What Has Been Happening Since the Election?
Ever since the election, renewed conflict has been popping up in various parts of Burma. The military regime has increased militarization in almost all ethnic areas, putting pressure on ethnic armed groups, as well as perpetrating violence against communities. This has furthered human rights violations as well as trafficking, poverty, and other serious problems.
On the day of the election in November 2010, a group of Karen soldiers who belonged to the Democratic Karen Buddhist Army (DKBA), one of the Border Guard Forces, were unhappy with being under the control of the military regime and broke away and started fighting the Burmese army. The fighting sent roughly 30,000 people fleeing into Thailand. Read more about what happened here.

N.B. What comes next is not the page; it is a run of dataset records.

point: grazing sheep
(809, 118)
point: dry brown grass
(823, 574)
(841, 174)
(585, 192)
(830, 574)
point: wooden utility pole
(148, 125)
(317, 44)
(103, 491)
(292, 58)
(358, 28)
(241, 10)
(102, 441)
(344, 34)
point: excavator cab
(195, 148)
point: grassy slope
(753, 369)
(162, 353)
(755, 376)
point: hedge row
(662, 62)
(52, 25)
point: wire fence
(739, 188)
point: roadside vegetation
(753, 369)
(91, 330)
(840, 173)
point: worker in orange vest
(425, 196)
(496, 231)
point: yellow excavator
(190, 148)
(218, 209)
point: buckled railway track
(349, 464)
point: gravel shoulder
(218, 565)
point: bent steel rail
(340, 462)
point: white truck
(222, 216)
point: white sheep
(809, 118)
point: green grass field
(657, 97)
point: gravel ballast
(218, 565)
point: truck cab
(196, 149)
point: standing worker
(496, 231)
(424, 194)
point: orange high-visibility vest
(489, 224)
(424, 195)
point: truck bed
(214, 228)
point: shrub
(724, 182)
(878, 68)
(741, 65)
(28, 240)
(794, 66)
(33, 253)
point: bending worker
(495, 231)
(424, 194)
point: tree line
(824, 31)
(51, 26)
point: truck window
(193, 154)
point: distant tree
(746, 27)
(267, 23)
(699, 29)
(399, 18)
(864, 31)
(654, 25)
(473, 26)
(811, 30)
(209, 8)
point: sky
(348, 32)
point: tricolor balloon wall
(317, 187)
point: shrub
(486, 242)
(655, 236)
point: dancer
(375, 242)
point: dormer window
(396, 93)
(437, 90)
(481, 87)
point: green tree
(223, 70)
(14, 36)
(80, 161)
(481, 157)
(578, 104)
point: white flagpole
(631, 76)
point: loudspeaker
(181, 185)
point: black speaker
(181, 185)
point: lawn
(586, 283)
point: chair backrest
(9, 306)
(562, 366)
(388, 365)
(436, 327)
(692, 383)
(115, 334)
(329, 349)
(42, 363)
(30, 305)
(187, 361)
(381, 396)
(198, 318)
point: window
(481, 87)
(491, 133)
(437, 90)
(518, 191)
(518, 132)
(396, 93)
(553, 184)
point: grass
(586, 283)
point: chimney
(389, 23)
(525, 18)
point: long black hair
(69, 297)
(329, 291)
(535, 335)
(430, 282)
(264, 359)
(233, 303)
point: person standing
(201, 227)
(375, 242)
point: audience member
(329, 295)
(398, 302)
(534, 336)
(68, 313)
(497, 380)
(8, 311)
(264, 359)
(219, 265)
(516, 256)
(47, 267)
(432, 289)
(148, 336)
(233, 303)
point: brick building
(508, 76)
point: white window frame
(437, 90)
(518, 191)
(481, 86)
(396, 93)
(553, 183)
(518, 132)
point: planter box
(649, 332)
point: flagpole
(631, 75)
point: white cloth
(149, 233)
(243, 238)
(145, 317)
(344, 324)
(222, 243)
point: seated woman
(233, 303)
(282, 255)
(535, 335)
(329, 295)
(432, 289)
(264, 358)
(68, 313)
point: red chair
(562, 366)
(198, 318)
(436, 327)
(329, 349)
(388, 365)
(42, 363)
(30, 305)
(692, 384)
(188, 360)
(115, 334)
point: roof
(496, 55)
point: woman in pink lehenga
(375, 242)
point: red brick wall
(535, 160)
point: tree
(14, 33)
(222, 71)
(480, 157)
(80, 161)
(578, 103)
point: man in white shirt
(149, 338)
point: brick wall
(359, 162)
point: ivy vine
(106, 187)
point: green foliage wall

Fighting along the Thai-Burma border has not ceased and more and more DKBA soldiers are joining the Karen non-ceasefire army – the Karen National Liberation Army (KNLA).
Conflict and building BGF tensions is also rising in Shan, Karenni, and Mon State. Since last month the military regime has begun attacking other Shan groups in Shan State. We will give more updates on these situations soon. This situation will not be resolved soon as long as the military regime and their new puppet parliament pay no attention to the demands of ethnic peoples. The military regime’s focus is not finding resolutions that will bring lasting peace. What they want is to wipe out all opposition to their total rule.